Wrap every unittest.TestCase in suite so that each test run is recorded as an OpenTelemetry trace span.

Also wraps setUpClass/tearDownClass (as standalone broadcast spans) and setUp/tearDown (as sub-spans within the test run span) when the class defines them.

Intended to be called from a load_tests hook:

from bsb_otel.testing import wrap_tests_with_traces


def load_tests(loader, tests, pattern):
    suite = loader.discover("tests")
    wrap_tests_with_traces(suite)
    return suite

Module contents

BSB OpenTelemetry integration package.

Entry-point DMZ. This module is loaded eagerly by opentelemetry-instrument whenever it discovers any of bsb_otel’s entry points (env vars, exporters, distro). Keeping this file empty — no module-level imports beyond the standard library — guarantees the DMZ rule: nothing here can drag in bsb, which would fire MPI_Init prematurely.

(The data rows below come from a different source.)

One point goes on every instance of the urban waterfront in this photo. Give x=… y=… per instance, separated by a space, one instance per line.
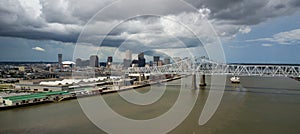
x=256 y=105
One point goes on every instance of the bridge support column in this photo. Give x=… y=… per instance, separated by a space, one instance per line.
x=202 y=81
x=194 y=85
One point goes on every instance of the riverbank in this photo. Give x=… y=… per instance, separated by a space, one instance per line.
x=41 y=98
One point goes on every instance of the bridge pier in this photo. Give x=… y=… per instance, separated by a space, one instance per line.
x=202 y=81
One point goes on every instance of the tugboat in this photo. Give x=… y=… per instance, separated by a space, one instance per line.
x=235 y=79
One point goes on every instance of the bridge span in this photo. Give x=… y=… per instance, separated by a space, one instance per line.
x=202 y=66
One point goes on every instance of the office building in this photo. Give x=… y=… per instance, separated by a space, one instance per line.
x=155 y=60
x=167 y=60
x=94 y=61
x=141 y=60
x=128 y=55
x=60 y=61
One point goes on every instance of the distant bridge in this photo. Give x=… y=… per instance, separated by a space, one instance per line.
x=207 y=67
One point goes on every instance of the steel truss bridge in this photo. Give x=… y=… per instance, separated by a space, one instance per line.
x=207 y=67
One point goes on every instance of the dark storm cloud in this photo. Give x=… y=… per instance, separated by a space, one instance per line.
x=63 y=20
x=247 y=12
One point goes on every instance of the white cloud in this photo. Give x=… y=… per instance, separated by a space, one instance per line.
x=285 y=38
x=245 y=29
x=266 y=45
x=39 y=49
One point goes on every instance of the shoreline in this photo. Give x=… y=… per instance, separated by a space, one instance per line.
x=73 y=96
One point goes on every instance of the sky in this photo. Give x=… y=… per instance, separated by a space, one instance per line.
x=248 y=31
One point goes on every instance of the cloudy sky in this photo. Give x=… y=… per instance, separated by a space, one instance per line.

Under opentelemetry-instrument’s two-phase startup (entry-point discovery before execl, then sitecustomize after), a too-early MPI_Init runs twice and exhausts the SLURM PMI slot — the second init fails with PMI2 error 14.

The DMZ rule: no top-level bsb* import in this file or any module reachable from a registered entry point (bsb_otel._otel_env, bsb_otel.exporters, bsb_otel._distro). Transitive imports through bsb are unpredictable — bsb.services may get pulled in by something seemingly innocent — so the rule forbids bsb entirely, not just bsb.services.

Public API: import directly from the submodule that owns each symbol:

from bsb_otel.tracer import BsbTracer, get_bsb_tracer
from bsb_otel.tracer import local_tracing, use_communicator
from bsb_otel.tracer import TerminationError, ensure_spans_on_exit
from bsb_otel.exporters import JSONLinesSpanExporter
from bsb_otel.replay import replay_files
from bsb_otel.testing import OTelFixture